9. Open multiple windows and page switching

Sometimes there are many sub-tabs in a window. Selenium provides a switch_to_window to do this, and you can find out which page you want to switch to from thedriver.window_handleshit the nail on the head

from selenium import webdriver

if __name__ == '__main__':
    driver = ()

    ("/")
    driver.implicitly_wait(2)
    driver.execute_script("('/')")
    driver.switch_to.window(driver.window_handles[1])

    print(driver.page_source)
 

manipulate

# 1. Get all cookies:
for cookie in driver.get_cookies():
    print(cookie)
# 2. Get the value based on the key of the cookie:
value = driver.get_cookie(key)
# 3. Delete all cookies:
driver.delete_all_cookies()
# 4. Delete a cookie:
driver.delete_cookie(key)
# Add cookie:
driver.add_cookie({"name":"password","value":"111111"})
 

11. Simulate login

Here is an analog login to our school's Registrar's Office:

from  import Chrome

if __name__ == '__main__':
    web = Chrome()
    ('/')
    username = web.find_element_by_id('userAccount')
    username.send_keys('xxxxxxx') # Here's your student number
    password = web.find_element_by_id('userPassword')
    password.send_keys('xxxxxxx') # Here's your password
    btn = web.find_element_by_xpath('//*[@]/li[4]/button')
    ()
    # do something

 

Since there's no slider or anything to validate, it's pretty simple qwq. then just do your own manipulation later.

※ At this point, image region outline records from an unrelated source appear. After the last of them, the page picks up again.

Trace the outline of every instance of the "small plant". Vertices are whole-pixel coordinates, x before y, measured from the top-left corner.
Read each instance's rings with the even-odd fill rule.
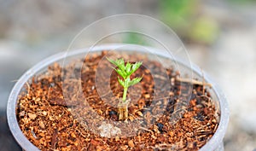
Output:
[[[133,79],[131,79],[131,75],[134,73],[143,64],[142,61],[136,62],[134,64],[130,63],[129,61],[125,64],[124,59],[117,59],[116,61],[113,61],[112,59],[107,58],[108,61],[110,61],[112,64],[115,65],[116,67],[113,67],[116,73],[123,78],[121,79],[119,77],[118,77],[118,81],[120,84],[120,85],[124,88],[124,93],[123,93],[123,98],[122,102],[119,102],[119,119],[126,119],[128,118],[128,104],[130,101],[126,99],[127,97],[127,91],[128,88],[131,85],[134,85],[137,83],[139,83],[142,80],[142,77],[137,77]]]

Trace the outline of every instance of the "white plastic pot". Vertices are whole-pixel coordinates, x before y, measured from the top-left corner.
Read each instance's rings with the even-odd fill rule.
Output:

12. Advantages and disadvantages

selenium can execute js on the page, for js rendered data and simulation of login processing is very easy.
selenium is very inefficient due to the number of requests it sends in the process of fetching a page, so it needs to be used with discretion in many cases.

To this article on Python-Selenium automated crawler is introduced to this article, more related Selenium automated crawler content please search for my previous articles or continue to browse the following related articles I hope you will support me in the future!